Breaking and Entering

squirrelWork badge out of purse and *firmly* in hand. Check.
Personal laptop, phone charger, and purse into personal laptop bag. Check.
Work laptop over shoulder. Check.
Sandals on. Check.
Frog-infested lunch bag over arm. Check.
Pick up personal laptop bag. Check.
Lock door and shut it. Check.

Errrr….. Something was not right! I was outside the locked door without keys to either the landfill or the Ninja. With all of my work paraphernalia dangling off my body. Well, whew! Mouse is home. I can just wake her the nitroglycerin up and she can let me in so I can grab my keys. But Mouse is not *always* home. In fact, she has just spent the last four years in college over at kzoo and six months of that in Africa! She is here for the time being but she won’t be here forever. So I really need to be more careful when I go through my going-to-work mental checklist. Because if I do lock myself out, I might have to figger a way to break in and then somebody might call the po-leese and when they try to arrest me even after I’ve shown them my valid Great Lake State driver’s license with a picture that looks like me (sort of, but that’s a whole ‘nother story) and has the landfill address right on it, you can bet that I will be screaming bloody murder!

It’s a bit unlikely that anyone would call the po-leese on a baggy old honky like me. I do not exude the aura of criminal as hard as I may sometimes try and I think even most of the people in my neighborhood who don’t know me by name probably know me as “that old bag who walks every morning” or something like that. I am a fixture. A known entity. And anyway. In our nice but decidedly un-fancy neighborhood, there is somebody that I will refer to as the Duke of Maple Ridge who sees everything! He saw *both* trees fall on our house — one of them at three AM — and he was watching when the guy that got bored at a nearby AA meeting came down the street trying unlocked house and vee-hickle doors. I think the only incident that he didn’t witness first-hand is when the catty-corner neighbor became suicidal and barricaded himself behind a gun and the po-leese locked down the neighborhood. The Duke missed a good one that time. He was out of town and his wife was home alone when the local SWAT team appeared in their back yard demanding all kinds of stuff. Ladders or whatever, I forget. I make a decent gin ‘n’ tonic and she was okay by the end of that episode. Anyway, I would just about bet that if the Duke saw me struggling with my front door, he’d be over here helping out. An adventure!

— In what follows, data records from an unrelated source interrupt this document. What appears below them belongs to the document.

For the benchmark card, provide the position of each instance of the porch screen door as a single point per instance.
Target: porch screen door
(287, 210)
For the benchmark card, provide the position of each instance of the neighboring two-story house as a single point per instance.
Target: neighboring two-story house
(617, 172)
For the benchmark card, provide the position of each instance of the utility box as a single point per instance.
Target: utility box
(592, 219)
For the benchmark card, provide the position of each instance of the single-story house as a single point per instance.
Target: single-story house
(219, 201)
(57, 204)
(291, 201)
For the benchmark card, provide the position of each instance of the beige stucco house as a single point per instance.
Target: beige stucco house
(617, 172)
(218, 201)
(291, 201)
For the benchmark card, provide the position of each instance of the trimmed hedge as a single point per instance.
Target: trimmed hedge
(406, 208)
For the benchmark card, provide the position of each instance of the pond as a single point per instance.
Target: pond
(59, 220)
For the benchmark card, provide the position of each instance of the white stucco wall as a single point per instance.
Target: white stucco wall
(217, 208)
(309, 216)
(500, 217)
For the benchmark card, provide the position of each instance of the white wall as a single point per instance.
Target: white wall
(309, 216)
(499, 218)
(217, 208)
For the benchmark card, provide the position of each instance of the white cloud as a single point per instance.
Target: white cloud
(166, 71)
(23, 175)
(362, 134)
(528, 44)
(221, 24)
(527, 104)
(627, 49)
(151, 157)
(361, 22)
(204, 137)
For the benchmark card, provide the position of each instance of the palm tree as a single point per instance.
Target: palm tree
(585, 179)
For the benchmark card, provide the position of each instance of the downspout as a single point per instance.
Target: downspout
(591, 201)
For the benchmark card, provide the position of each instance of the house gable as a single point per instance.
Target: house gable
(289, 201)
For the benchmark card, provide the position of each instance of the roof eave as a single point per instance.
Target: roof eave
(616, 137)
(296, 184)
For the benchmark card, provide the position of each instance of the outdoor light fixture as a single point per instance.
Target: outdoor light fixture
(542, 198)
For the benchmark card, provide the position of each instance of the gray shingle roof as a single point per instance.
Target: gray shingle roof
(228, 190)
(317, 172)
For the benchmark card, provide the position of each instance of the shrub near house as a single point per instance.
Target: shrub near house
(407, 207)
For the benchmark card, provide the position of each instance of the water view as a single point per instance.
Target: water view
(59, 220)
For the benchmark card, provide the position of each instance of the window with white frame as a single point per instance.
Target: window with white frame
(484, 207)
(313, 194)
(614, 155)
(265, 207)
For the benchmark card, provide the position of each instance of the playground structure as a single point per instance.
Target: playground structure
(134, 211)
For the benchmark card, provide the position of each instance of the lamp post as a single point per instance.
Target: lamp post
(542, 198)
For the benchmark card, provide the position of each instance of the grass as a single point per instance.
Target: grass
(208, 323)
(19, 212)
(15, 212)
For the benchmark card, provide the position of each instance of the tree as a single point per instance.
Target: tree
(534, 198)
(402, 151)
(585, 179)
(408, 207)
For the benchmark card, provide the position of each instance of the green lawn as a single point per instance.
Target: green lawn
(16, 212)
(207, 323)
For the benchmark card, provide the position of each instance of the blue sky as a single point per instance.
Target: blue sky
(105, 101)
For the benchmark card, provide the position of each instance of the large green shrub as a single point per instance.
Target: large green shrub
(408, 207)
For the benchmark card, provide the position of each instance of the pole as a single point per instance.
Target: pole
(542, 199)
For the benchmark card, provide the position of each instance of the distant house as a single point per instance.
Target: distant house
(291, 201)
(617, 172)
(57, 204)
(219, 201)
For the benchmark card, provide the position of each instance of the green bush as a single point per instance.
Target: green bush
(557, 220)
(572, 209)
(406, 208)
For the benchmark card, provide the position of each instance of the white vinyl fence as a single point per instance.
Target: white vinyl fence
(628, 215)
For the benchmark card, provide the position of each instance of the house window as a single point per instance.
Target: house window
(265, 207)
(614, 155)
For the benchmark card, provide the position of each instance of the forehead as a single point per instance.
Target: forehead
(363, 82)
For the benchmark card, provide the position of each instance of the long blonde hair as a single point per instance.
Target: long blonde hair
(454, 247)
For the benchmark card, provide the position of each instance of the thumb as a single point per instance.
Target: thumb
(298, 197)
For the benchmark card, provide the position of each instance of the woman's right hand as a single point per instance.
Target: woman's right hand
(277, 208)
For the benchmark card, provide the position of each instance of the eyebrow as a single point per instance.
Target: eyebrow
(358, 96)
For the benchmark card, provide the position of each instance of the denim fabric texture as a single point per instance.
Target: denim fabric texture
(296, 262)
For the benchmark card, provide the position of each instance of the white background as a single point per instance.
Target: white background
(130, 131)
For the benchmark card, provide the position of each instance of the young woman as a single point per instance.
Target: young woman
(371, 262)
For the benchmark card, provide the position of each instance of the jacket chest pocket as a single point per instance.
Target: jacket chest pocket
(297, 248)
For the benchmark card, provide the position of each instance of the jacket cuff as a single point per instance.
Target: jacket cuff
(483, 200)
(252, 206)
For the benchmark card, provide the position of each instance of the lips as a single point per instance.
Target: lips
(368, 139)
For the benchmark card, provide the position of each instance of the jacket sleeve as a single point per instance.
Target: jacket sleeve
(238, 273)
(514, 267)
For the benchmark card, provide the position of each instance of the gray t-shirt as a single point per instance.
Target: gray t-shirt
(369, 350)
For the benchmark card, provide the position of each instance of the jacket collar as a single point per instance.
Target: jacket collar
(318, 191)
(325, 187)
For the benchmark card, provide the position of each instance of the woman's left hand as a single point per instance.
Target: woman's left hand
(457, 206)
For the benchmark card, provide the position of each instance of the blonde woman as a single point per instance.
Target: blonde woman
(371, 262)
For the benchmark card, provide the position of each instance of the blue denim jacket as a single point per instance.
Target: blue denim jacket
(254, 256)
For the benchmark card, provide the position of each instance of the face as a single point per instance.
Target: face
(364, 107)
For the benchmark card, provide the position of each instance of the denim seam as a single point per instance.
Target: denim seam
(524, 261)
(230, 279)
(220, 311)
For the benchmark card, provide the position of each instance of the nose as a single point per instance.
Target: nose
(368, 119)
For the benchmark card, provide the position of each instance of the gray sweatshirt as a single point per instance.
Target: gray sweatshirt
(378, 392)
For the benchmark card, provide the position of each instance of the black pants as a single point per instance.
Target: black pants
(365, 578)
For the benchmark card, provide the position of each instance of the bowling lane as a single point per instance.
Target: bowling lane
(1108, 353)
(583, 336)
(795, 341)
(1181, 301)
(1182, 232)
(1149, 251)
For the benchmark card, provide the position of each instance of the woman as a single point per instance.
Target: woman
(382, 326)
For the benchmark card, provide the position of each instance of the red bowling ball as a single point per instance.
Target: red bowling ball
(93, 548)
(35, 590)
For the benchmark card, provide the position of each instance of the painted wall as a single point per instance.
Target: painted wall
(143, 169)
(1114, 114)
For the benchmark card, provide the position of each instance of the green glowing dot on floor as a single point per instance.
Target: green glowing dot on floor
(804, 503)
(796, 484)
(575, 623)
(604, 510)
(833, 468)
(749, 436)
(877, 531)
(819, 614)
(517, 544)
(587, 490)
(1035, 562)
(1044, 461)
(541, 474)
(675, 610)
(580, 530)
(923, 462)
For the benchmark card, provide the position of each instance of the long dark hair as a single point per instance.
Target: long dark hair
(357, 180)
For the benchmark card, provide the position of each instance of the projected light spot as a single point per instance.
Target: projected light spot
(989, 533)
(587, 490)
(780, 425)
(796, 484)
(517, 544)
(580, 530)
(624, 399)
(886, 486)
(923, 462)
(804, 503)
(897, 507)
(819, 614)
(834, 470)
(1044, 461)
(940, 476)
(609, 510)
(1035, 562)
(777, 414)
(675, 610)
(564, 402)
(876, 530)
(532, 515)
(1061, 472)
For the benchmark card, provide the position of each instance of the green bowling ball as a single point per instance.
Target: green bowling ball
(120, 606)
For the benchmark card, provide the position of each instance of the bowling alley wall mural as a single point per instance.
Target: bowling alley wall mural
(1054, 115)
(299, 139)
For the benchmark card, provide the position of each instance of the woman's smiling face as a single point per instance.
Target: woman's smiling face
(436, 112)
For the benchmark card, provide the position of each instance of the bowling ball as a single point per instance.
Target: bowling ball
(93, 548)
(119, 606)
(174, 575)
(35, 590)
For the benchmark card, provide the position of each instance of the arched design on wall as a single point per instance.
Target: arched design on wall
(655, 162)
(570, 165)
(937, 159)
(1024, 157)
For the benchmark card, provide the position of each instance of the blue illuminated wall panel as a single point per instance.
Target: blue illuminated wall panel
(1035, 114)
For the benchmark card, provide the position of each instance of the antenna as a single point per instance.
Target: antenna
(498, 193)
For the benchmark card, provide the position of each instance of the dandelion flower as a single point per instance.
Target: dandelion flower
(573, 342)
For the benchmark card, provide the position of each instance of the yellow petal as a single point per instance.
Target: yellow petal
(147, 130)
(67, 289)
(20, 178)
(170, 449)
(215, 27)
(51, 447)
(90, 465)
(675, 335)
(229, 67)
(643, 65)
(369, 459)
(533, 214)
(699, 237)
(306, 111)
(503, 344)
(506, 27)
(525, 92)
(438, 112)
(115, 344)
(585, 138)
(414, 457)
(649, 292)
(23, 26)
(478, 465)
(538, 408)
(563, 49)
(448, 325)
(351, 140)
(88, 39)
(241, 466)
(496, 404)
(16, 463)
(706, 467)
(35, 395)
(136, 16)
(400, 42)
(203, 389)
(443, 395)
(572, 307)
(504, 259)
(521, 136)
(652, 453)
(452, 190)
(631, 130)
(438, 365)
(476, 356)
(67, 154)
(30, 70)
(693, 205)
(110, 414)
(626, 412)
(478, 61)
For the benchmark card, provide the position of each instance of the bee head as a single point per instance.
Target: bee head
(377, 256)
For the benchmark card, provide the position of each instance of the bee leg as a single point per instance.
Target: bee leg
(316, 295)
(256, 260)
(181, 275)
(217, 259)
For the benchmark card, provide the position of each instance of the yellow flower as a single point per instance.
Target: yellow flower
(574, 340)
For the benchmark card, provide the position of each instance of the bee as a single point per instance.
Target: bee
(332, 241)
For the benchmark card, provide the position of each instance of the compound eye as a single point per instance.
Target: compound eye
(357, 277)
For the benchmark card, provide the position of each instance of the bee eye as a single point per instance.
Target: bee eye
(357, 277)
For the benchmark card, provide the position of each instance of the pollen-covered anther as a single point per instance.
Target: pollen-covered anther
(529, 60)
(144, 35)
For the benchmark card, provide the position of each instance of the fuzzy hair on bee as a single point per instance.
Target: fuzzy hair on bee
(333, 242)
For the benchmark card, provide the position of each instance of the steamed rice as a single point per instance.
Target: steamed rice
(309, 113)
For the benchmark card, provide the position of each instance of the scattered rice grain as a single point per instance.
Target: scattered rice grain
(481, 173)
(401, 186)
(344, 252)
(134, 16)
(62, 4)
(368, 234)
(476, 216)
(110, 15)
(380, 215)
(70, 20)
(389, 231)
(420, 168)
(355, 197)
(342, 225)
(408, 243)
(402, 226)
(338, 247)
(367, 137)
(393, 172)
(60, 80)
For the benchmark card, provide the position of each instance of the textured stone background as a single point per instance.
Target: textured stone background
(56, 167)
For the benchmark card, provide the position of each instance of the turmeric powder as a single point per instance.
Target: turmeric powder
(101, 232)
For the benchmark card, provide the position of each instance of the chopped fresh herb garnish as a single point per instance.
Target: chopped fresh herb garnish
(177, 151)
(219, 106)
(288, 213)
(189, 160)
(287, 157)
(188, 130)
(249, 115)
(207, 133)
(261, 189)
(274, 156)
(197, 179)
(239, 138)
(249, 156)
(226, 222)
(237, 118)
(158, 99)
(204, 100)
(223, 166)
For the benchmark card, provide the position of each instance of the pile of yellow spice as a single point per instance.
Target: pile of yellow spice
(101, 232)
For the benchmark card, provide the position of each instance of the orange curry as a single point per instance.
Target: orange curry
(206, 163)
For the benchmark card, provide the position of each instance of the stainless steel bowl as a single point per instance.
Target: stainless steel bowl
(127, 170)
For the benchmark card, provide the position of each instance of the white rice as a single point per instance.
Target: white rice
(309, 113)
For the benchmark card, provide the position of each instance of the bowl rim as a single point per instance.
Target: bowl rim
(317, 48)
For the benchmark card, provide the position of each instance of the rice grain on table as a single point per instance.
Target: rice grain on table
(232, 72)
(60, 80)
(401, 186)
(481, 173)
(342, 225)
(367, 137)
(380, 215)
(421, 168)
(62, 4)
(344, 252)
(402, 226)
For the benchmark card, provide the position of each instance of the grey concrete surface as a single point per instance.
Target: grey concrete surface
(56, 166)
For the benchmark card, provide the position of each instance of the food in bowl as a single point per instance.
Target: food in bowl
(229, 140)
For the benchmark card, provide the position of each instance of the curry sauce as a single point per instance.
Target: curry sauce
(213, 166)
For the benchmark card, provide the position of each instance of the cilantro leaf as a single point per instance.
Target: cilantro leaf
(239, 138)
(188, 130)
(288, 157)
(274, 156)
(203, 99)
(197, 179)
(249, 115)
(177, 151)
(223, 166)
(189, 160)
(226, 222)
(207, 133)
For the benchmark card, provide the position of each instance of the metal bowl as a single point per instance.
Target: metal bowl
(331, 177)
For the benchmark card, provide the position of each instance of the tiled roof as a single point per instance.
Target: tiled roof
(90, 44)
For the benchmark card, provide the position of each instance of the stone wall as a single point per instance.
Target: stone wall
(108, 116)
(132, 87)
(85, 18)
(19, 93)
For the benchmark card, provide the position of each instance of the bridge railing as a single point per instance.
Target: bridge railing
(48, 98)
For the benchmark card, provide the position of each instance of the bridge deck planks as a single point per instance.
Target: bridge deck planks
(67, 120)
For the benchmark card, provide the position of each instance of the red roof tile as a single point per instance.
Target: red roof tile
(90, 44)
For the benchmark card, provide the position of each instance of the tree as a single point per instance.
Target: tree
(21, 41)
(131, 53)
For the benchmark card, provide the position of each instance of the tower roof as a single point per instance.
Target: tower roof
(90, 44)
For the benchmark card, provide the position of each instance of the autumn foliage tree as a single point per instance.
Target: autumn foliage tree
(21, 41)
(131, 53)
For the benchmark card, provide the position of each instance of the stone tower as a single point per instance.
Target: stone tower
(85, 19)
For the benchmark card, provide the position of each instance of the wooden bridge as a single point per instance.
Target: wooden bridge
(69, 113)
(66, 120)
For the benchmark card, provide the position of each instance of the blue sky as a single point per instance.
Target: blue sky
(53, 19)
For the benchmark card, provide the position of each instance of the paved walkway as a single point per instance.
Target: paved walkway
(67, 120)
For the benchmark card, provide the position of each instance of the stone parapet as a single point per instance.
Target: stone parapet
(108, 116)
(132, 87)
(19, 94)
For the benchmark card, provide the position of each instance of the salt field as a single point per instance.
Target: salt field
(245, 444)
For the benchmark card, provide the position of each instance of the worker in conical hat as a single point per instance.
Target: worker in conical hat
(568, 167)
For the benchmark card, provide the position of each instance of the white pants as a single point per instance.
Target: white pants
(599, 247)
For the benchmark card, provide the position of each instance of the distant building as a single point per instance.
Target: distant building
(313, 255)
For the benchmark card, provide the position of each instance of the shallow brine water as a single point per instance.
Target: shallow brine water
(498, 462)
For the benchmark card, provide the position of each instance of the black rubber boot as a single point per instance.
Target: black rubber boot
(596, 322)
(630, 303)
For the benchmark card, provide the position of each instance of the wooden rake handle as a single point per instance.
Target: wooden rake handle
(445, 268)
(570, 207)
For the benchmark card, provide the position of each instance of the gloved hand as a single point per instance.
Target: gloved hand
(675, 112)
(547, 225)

But maybe not. What if someone who didn’t know that an old bag and grumper lived at the landfill just caught a glimpse of a door being bashed in and didn’t see who did it? I don’t know about this Gates incident over there at Harvard or wherever it happened. I don’t have all the facts. The more I read and hear about it, the more questions I have. He said, she said, he said. Defuse, people! If we knew our neighbors a bit better, maybe this stuff wouldn’t happen. Maybe we could actually leave our doors unlocked? That’s probably too much to hope for. But there are always these issues of face. I mean saving face. If you ask somebody for their ID in their own house and everything matches up, then whoever called you was wrong. Apologize and back off. We are all coming from our own space and I know that even when I drive the five hours down from Da Yoop, sometimes I am pretty testy about things by the time I get home. Think about the person who has flown from China. How many hours? How many airports?

Breathe,
Kayak Woman of Maple Ridge

2 Responses to “Breaking and Entering”

  1. Marquis Says:

    Good Story!

    … or were you just trying to wangle another free beer out of Obama? 😉

  2. Margaret Says:

    I know–it’s all a he said thing and it seems like both parties overreacted. Indeed, let’s all have a beer!